Reflections on Dad’s Death

March 16th marks the one-year anniversary of the death of my dad, Karl Love. The probate process is almost complete. The less said about that terrible experience the better. I took the high road and never wallowed in the gutter like others. Money exposed people for who they really are.

It took considerable effort but I finally transferred my dad’s Oklahoma gas/oil mineral rights to me. So, I will now receive a monthly royally payment that originated from my grandmother’s side of the family, a grandmother I never met, who died when Dad was four, from dust pneumonia in the Dust Bowl. Her lungs literally drowned in dust. A few years later, Dad and his two brothers made their way to Oregon with their step mother. Later, they returned to his Southern roots. And then he made it back to Oregon again.

My dad’s died when he was eight. The old man really did live a Grapes of Wrath story but to Oregon, not California. He saw Hoovervilles and lived out of a car and an abandoned rail car as a kid.

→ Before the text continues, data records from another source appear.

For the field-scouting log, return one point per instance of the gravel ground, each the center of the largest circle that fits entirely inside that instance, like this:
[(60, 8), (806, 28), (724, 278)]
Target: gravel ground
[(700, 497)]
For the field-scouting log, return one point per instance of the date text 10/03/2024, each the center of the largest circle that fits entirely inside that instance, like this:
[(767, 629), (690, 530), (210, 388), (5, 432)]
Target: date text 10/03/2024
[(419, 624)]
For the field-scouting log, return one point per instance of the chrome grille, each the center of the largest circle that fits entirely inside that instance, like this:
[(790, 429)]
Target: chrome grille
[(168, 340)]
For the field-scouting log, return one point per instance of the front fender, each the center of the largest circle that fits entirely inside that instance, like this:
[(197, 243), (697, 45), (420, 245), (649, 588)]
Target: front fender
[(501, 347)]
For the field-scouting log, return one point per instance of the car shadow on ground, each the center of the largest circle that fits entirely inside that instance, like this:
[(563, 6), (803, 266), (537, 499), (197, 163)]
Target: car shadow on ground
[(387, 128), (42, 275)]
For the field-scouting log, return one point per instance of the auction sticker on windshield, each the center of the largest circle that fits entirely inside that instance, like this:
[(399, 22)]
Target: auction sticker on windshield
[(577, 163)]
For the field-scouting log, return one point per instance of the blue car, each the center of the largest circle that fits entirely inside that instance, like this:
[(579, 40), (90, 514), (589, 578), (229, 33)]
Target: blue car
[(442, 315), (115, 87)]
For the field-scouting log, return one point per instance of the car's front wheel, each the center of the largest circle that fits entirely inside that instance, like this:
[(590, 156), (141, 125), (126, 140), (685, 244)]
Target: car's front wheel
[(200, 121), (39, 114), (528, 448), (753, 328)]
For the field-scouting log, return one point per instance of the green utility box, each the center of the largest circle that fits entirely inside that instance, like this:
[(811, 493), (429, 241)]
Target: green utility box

In my will, upon my death, my estate will transfer the mineral rights to an Oregon-based animal welfare organization. Yes, it’s money from oil, oil killing the planet, but at least it will go to a good cause and keep on giving. As Dad always told me about raising money from evil forces to do good: The Devil’s had it long enough.”

There are so many rich stories to recount about Dad’s life. Most of these he shared with me the last four years of his live when I was caring for him in Portland. Smuggling a 32. pistol into Brazil to sell and raise funds for our Church of Christ missionary service. Meeting Ted Williams. His Marine tour of duty during the Korean War where he saw heavy combat and once killed an enemy soldier at point blank range with a burst from a 30-caliber machine gun. Meeting Pele and Elizabeth Bishop at a party in Brazil. Attending segregated high schools in Arkansas. The high school spinster English teacher who had him memorize a hundred poems while she sipped sherry in the classroom from a flask. Playing offensive football in a single wing formation with no face guard on his helmet. Squirrel stew and possum pie for the football awards banquet. (Shot and cooked by the parents of the players!)

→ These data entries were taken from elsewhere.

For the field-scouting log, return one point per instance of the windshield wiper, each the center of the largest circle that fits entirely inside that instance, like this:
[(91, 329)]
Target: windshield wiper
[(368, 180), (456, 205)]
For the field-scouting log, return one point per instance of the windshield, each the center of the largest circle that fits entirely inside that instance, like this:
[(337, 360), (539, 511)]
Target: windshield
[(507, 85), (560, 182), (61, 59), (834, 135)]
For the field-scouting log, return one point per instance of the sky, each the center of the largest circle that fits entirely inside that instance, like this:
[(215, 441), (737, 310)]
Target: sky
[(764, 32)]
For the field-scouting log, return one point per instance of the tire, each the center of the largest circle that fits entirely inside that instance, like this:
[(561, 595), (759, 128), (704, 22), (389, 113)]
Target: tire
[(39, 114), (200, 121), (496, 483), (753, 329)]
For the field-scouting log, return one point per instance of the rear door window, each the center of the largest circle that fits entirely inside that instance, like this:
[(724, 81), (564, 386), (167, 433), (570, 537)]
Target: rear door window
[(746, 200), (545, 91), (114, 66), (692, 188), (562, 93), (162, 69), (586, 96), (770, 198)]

I could go on forever. I doubt I’ll do anything with the stories, although the gun running for Jesus one feels like an action novel!

Yes, we had our brutal times together, not violent, just the results from his wayward ways. But we got through them.

Rest in peace Dad. It was an honor to see you through your last years and dispose of the estate with integrity and alacrity.

Alacrity was my dad’s favorite word. It’s the perfect noun on how to conduct one’s life.

I never heard Dad ever utter a cliché. He was a coiner of phrases, many of them related to his long teaching career. One of the more memorable ones: don’t prop up mush.